▎ 摘　　要

In nature, cellulose is a unique lightweight biopolymer with outstanding mechanical and optical properties that is readily available. Rigorous investigations have been conducted to use cellulose as an ingredient in the advanced functional composite design. In this work, a hybrid film composed of homogeneous cellulose nanocrystals (CNC) and high oxidation graphene oxide (GO) is obtained by sufficient blending and vacuum filtration. For the first time through the X-ray diffraction (XRD) spectrum, the suppression of the originally ordered hydrophobic (200) facet of CNC is observed with increasing concentrations of GO. Further, the originally ordered hydrophilic (110)/(1-10) facets of CNC remain intact.
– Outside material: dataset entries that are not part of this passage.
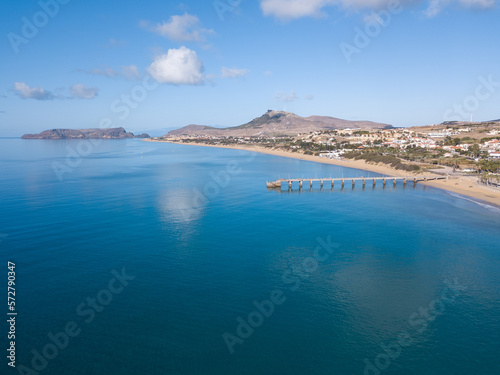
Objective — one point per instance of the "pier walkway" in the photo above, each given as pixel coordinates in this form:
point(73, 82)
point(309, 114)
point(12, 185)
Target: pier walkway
point(278, 183)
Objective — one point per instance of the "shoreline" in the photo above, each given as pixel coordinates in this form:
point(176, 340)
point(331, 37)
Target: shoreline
point(463, 185)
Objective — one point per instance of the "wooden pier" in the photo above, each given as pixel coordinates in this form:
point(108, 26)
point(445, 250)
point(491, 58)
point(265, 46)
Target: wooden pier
point(289, 181)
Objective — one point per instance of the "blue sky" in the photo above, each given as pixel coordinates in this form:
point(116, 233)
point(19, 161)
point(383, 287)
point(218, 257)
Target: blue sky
point(159, 65)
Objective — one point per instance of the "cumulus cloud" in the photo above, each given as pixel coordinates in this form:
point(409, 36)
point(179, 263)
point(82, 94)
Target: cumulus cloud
point(293, 9)
point(37, 93)
point(286, 97)
point(184, 28)
point(80, 91)
point(178, 67)
point(233, 72)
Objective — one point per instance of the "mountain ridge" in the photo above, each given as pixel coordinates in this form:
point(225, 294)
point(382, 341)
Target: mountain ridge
point(278, 123)
point(91, 133)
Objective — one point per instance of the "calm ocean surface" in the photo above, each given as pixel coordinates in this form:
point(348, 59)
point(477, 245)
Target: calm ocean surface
point(390, 281)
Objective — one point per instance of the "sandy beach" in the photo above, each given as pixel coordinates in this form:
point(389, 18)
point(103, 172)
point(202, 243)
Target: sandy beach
point(467, 186)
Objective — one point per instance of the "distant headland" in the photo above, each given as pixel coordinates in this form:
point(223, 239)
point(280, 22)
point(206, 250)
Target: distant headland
point(108, 133)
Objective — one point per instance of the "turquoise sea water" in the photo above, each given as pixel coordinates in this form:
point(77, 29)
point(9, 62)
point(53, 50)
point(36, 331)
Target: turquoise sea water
point(389, 281)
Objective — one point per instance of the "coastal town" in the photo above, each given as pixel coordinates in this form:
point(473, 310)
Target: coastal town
point(449, 148)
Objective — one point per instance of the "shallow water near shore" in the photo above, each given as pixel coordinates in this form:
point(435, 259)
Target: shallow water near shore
point(400, 280)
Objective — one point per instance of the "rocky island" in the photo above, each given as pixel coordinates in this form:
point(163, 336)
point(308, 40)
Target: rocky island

Through systematic molecular dynamics simulations of a set of simplified CNC-GO sandwich structures, the mechanism behind this hydrophilic/hydrophobic facets manipulation is revealed. The strain induced by the hydrogen bonding between the CNC hydroxyl groups and the oxidation types on GO is the dominant reason to cause the suppression of the hydrophobic facet of CNC in CNC-GO hybrid film. This strain induced mechanism provides an understanding for intrinsically manipulating cellulose-matrix interface and potentially engineering the cellulose based nanocomposite material properties for future advanced materials development.